The audio was hard to hear but the content was excellent ⭐⭐⭐

@abmgood 4 года назад

Hi Adwoa, thanks for watching our video and leaving such a nice comment! We are always working to improve our audio quality - thanks for your feedback!

@smoothhunterz 5 лет назад

30:20: 10 million in 10^5 is 100,000 not 1 million. 31:16: What is the virus titer for respective cell lines for those suggested MOIs. Do all those cell lines have uniform virus titer?

@abmgood 5 лет назад

Hi Saikumar, sorry about the confusion for your comment at 30:20. Our speaker, Michael, was providing a verbal example that was different from the one on the right of the screen. (He goes on to cover the displayed example on the right shortly afterwards.) As for your question, it doesn't matter what the titer is for respective cell lines, as it is a calculation of titer vs the amount of cells. You can adjust the amount of cells with whatever titer you obtain. A titer of 10^7IU/mL is the most common, however.

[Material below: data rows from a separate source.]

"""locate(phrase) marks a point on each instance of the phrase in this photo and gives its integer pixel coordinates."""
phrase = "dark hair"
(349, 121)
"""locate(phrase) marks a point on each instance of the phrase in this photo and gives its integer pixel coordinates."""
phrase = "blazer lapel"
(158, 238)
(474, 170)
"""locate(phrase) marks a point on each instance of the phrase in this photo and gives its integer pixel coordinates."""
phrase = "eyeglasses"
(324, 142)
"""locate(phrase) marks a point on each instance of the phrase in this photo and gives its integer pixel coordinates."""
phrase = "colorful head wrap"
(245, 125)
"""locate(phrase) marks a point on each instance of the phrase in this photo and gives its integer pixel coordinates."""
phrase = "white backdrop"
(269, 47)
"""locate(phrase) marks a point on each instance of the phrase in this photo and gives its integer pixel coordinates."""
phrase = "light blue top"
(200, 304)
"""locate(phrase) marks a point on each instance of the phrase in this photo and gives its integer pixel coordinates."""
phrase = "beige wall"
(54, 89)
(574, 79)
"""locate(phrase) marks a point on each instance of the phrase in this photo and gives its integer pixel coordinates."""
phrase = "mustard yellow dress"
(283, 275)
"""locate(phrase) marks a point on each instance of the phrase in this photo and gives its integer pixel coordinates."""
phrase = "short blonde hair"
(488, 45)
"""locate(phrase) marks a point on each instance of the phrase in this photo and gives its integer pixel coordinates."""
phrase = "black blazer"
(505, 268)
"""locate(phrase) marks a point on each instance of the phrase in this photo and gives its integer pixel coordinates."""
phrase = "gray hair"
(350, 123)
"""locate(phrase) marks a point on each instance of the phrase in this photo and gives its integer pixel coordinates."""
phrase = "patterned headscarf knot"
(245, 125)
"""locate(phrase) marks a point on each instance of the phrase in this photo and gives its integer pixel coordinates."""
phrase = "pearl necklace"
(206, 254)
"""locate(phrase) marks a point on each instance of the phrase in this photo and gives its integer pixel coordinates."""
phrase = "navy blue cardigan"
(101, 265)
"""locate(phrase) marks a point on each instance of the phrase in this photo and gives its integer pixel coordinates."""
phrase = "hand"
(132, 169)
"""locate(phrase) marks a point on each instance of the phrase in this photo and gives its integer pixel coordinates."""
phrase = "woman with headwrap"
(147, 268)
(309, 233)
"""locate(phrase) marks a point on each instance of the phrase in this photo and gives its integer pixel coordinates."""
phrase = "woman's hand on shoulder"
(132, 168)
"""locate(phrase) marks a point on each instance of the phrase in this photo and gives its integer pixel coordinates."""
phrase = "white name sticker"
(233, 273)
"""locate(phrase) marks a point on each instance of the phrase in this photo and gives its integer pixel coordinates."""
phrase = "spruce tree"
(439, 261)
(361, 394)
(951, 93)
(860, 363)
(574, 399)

@smoothhunterz 5 лет назад

@@abmgood Thank you for your reply, for example, MRC5 has MOI 1, PC12 has MOI 20 and when they were tested from 1 to 30 MOI. How do we discern differences between 1 and 2 MOI for MRC5, 20 and 21 MOI for PC12. Will a change in one MOI be cytotoxic to the cells?

@abmgood 5 лет назад

@@smoothhunterz A change in 1 MOI will not cause the virus to immediately be highly cytotoxic - this is more of a gradual cytotoxicity induction. we choose the MOI that shows best infectivity without showing cytotoxicity. It could be that an MOI of 5 OR 10 for a cell line won't cause cytotoxicty, but have similar infectivity - in these cases, we choose the lower MOI as to reduce the amount of virus we use, whilst obtaining similar results. Hope this helps!